We are using git at work for a large team (>100 developers) and I am writing different scripts to provide git statistics to management.
One of the statistic that management wants to know is when commit was actually pushed to the repository. They don't really care about author date or committer date because what is matter is when the commit was pushed and therefore picked up by CI server. So I had to implement a thing like push date. Just for completeness (not to advertise myself :)) here is my blogpost describing the details.
Basically I use custom git notes to store details when the commit was actually pushed to the remote repository.
Let's consider a simple task: provide list of all commits between A (exclusively) and B (inclusively) and output commit hash, commit message and a push date
I can do something like:
git log A..B --notes=push-date --format=<begin>%H<separator>%s<separator>%N<end>
And then parse things accordingly. Well this is significantly slow anyway. And also I don't like do a string parsing and I prefer strongly typed approach.
So to solve performance issues and get rid of parsing I decided to use LibGit2Sharp library.
Well, if we don't touch notes it works pretty fast but as soon as I try to retrieve notes it becomes very, very slow:
# PowerShell script
$pushDateNote = $commit.Notes | Where-Object -FilterScript { $_.Namespace -eq "push-date" }
$pushDate = [DateTime]::Parse($pushDateNote.Message)
For comparison if I don't include notes—results for 200 commits returned in about 2 seconds. If I include notes—time goes up to 2 minutes.

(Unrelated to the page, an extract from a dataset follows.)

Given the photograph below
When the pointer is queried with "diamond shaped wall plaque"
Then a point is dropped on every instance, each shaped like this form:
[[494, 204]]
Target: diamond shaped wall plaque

And I've checked that bottleneck here is a search note by a commit. It seems that git itself doesn't have a map between commit and note so it needs to lookup through all the notes all the time. I've just checked we have 188921 commits in the repository, so the most likely situation will go even worse. So my solution is not scalable at all.

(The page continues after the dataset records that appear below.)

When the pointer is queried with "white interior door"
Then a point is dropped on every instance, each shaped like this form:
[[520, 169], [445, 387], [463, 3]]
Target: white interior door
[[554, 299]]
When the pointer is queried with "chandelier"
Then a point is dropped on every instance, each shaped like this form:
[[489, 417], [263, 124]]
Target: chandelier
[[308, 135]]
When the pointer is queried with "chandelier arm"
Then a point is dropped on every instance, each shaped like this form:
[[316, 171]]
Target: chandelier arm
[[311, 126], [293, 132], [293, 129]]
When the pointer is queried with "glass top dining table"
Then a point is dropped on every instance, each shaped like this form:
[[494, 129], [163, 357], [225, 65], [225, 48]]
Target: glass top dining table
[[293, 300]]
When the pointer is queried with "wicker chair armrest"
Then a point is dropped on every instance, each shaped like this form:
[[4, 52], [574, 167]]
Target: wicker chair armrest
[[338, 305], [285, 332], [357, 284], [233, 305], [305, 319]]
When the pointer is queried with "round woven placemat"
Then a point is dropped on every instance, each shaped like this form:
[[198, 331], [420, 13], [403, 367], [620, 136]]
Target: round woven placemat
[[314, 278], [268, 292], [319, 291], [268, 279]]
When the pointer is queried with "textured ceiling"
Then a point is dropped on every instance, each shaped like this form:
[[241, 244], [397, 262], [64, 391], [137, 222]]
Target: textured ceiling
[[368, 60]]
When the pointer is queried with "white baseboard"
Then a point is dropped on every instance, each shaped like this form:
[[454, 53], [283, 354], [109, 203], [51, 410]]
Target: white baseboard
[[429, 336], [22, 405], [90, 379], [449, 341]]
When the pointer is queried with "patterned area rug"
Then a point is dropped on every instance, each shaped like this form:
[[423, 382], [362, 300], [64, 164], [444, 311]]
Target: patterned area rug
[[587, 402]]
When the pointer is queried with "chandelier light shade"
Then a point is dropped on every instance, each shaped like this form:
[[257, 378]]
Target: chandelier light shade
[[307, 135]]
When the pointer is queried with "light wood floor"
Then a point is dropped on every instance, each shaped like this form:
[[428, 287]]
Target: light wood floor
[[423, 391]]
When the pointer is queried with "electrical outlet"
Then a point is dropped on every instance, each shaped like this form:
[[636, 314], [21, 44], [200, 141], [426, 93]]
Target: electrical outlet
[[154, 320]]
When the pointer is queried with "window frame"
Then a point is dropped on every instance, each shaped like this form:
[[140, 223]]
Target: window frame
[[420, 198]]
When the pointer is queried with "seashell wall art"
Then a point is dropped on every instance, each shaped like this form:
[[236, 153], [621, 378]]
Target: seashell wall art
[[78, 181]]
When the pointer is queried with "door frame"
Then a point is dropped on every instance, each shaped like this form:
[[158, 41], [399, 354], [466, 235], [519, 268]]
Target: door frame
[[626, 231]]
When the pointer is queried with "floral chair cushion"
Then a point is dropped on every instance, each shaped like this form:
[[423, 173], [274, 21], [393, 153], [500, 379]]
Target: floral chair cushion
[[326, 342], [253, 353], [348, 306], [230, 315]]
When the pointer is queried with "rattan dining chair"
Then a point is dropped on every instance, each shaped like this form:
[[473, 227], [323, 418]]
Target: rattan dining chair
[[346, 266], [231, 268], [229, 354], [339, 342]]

So my question: am I doing it wrong? Maybe git is not right tool to store its own metadata efficiently? I am thinking now to move all the metadata into an external database such as MSSQL. But I'd rather keep everything in one place. Alternatively I was thinking to keep whole map between commit and its push date serialized as a note in one commit
For example to use magic hash 4b825dc642cb6eb9a060e54bf8d69288fbee4904 (Is git's semi-secret empty tree object reliable, and why is there not a symbolic name for it?)
git notes add 4b825dc642cb6eb9a060e54bf8d69288fbee4904 -m serialized-data
$serializedData = git notes show 4b825dc642cb6eb9a060e54bf8d69288fbee4904
This will help to retrieve data only once and therefore no lookup issues. But it will add additional overhead to serialize-deserialize data and this just doesn't look right to me.
Please share your thoughts.